As part of the extension of Flow-Based Market Coupling (FBMC) from FR-DE-BE-NL-LU eastwards this year to encompass the "Core" European countries (FR-DE-BE-NL-LU-PL-CZ-SK-SI-HU-RO-HR-AT), the grid operators published in December 2021 a Static Grid Model covering these Core countries:

https://www.jao.eu/static-grid-model

"The aim of the publication of the SGM is to allow market participants to do market analyses in order to enhance efficiency in the market."

https://www.jao.eu/sites/default/files/2021-12/20211130_MM_Publication%20Core%20Static%20Grid%20Model_FV.pdf

https://www.jao.eu/core-fb-mc

Unlike previously-published models, this has a uniform format, thermal ratings for different seasons, non-obscured substation names and all electrical parameters and lengths. (E.g. unlike the previous data tables on TSO websites which were different for each TSO, or the TYNDP and BNetzA grid models which often had cryptic or obscured substation names which hinders georeferencing).

Installation

conda env create -f environment.yaml

Running

snakemake -j 1 process_data

Helpers for Manual Corrections

Openinframap.org

import webbrowser
import pandas as pd
fn = "outputs/locator-results.csv"
df = pd.read_csv(fn, index_col=0)
i = 0
i += 1
name, x, y, _ = df.iloc[i]
print(name)
webbrowser.open(f'https://openinframap.org/#15/{y}/{x}')

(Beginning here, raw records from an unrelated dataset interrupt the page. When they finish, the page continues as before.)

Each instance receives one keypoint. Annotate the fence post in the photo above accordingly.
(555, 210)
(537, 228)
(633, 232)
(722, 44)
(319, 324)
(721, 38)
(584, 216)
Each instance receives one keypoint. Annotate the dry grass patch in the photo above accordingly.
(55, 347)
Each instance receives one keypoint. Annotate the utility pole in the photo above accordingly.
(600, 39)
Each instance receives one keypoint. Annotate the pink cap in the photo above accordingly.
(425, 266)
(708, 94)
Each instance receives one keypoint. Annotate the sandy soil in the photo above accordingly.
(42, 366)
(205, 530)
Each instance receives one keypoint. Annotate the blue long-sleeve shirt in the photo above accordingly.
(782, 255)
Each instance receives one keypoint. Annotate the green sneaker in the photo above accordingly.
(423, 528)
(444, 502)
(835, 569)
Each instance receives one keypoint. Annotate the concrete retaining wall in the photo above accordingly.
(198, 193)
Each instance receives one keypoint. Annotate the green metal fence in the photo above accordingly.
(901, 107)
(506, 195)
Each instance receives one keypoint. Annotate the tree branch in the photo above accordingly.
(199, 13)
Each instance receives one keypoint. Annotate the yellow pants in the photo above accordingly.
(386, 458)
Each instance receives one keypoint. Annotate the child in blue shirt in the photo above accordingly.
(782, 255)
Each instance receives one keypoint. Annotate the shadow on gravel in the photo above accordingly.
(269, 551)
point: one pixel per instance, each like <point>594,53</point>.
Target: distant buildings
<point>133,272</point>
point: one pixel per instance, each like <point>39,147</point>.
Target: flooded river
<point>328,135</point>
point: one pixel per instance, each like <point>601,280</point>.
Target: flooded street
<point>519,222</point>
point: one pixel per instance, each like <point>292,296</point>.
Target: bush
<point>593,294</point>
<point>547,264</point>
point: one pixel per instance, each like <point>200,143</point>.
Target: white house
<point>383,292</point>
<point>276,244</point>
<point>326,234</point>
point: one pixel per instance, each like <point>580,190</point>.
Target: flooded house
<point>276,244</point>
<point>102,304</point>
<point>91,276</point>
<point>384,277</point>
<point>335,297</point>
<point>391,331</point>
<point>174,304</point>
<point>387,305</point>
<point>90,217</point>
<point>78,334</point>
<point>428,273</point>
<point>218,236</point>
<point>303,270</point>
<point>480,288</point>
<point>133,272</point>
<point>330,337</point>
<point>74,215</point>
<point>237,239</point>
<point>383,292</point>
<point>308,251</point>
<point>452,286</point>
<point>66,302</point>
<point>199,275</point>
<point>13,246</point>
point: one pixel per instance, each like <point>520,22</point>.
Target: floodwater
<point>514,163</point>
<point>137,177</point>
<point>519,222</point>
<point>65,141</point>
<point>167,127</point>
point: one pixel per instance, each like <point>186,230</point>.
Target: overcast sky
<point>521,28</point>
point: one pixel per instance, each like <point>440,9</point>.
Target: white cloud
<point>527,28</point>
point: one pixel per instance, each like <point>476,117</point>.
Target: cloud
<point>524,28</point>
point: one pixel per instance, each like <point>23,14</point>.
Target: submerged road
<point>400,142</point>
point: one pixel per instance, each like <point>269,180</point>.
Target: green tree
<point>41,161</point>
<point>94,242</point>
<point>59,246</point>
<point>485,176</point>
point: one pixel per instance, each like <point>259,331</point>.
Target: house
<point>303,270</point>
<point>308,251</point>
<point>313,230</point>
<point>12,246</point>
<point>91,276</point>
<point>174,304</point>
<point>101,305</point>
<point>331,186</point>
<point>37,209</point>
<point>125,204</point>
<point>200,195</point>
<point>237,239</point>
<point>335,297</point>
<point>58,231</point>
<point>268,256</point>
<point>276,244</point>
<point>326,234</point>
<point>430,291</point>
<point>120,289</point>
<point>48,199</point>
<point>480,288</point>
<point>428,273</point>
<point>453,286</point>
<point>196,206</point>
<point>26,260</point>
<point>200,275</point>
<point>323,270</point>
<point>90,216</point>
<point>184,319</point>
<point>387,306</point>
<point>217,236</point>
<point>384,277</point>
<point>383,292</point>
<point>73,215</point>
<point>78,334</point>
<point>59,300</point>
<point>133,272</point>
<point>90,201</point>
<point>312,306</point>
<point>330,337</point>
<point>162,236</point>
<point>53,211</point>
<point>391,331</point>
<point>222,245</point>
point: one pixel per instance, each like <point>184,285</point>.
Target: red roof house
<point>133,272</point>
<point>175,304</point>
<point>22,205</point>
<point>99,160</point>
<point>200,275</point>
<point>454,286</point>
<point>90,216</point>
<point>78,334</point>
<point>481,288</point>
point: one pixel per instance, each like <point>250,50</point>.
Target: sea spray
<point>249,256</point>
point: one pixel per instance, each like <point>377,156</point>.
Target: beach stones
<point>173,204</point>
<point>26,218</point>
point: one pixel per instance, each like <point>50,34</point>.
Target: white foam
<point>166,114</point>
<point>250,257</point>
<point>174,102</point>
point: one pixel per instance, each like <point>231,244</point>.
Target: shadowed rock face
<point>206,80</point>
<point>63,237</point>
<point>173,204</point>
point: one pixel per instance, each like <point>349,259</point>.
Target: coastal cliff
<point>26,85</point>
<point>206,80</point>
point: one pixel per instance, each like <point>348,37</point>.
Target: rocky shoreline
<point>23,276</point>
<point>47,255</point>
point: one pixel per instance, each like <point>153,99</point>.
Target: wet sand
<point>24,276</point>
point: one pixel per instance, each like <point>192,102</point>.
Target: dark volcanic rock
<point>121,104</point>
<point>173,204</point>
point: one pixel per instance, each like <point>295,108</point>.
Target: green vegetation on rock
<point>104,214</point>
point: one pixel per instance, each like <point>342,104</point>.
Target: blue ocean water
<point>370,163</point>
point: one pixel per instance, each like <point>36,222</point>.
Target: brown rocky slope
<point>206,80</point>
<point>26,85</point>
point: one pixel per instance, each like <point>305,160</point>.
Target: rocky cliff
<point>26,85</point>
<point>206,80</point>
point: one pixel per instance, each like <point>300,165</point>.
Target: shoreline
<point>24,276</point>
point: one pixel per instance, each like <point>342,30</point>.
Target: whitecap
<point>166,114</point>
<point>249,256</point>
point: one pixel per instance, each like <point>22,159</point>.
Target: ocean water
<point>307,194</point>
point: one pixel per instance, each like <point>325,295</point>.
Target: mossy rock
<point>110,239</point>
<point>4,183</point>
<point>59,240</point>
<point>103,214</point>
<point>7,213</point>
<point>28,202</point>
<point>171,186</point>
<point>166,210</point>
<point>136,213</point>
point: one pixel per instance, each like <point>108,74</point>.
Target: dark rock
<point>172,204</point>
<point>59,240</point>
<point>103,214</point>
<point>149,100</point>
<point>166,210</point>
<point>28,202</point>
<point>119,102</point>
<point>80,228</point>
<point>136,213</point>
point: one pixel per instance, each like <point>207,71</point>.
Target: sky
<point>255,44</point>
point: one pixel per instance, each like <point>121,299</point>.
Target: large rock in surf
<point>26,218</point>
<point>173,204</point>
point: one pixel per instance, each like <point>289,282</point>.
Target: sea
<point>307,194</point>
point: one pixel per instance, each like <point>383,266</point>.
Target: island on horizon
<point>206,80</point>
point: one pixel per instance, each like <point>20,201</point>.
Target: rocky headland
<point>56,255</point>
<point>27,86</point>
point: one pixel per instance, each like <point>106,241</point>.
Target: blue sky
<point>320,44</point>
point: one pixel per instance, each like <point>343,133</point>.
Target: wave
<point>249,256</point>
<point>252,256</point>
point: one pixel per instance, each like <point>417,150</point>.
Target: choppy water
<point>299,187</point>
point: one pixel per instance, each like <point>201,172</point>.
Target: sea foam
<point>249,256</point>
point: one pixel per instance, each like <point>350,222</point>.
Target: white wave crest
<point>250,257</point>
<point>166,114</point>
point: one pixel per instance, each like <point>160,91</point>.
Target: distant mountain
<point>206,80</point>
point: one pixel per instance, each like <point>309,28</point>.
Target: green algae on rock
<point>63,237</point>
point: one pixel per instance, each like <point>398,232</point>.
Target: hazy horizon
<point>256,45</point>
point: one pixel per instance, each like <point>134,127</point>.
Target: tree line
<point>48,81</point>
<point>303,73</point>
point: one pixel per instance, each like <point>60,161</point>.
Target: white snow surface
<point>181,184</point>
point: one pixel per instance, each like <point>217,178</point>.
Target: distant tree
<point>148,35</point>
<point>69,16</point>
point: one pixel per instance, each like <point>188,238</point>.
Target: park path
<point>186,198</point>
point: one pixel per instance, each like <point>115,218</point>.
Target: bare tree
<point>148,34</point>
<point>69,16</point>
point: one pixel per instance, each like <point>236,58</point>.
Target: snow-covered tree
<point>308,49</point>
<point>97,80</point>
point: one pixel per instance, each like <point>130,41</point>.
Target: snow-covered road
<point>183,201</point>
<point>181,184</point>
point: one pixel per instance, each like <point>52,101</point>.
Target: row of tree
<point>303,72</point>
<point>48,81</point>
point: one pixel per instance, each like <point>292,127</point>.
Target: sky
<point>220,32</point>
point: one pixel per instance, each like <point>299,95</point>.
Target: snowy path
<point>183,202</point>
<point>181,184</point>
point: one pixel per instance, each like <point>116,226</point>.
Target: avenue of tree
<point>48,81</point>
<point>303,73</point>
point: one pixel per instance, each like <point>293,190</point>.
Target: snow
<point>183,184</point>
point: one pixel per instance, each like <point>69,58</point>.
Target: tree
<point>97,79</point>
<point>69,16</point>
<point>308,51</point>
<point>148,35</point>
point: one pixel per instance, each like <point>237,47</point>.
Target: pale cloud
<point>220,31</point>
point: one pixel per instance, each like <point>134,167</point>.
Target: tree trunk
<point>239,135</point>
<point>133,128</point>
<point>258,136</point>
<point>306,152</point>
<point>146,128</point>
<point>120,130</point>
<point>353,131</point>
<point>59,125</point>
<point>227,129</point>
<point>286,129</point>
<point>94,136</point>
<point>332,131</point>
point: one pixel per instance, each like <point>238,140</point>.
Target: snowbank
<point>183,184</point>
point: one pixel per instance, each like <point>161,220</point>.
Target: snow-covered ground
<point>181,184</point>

Match substation names with OpenStreetMap

See ./OSM-locator.

  1. Download PBF files with OSM data (all NUTS 1 files for one country for better performance)
  2. Get the information about the EHV substations in OSM
  3. Compare the names the the OSM data and Core TSO with fuzzywuzzy (it gives a list of the 5 best matches)
  4. Check manually if the choices are correct:
    • If is not the first match, see if it is one of the others (almost always is the second)
    • If there is data missing in OSM: Add it in OSM and return to step 1
  5. A couple of dictionries make the linguistic adjustments that maximize the matching names.
  6. Eventually the only substations not found are either located in another country or still under construction.
  • All the substaions in the Core-TSO data are match to a substaion in OSM (except for the the ones located in a different country or under construction).
  • Updating the OSM is the most time consuming step, but is easy to do and worth it for the community.
  • In OSM sometimes there is more than one substation with the same name: Just take the first one (for now).
  • A 100 % match of the names is impossible (more fancy fuzzywuzzy functions were tested), but the manual adjustments is minimal.
  • The missing data from other countries and Tie Lines and Trafos, could be allocated later

Convert locator results pd.DataFrame to YAML

import pandas as pd
import yaml
fn = "outputs/locator-results.csv"
df = pd.read_csv(fn, index_col=0)
d = df.set_index('name')[["x", "y"]].T.to_dict()

with open('my-corrections.yaml', 'w') as yaml_file:
    yaml.dump(
        d,
        yaml_file,
        default_flow_style=False,
        allow_unicode=True,
        sort_keys=False
    )

License

The code is distributed with an MIT license.

The source data has no license. Use at own risk.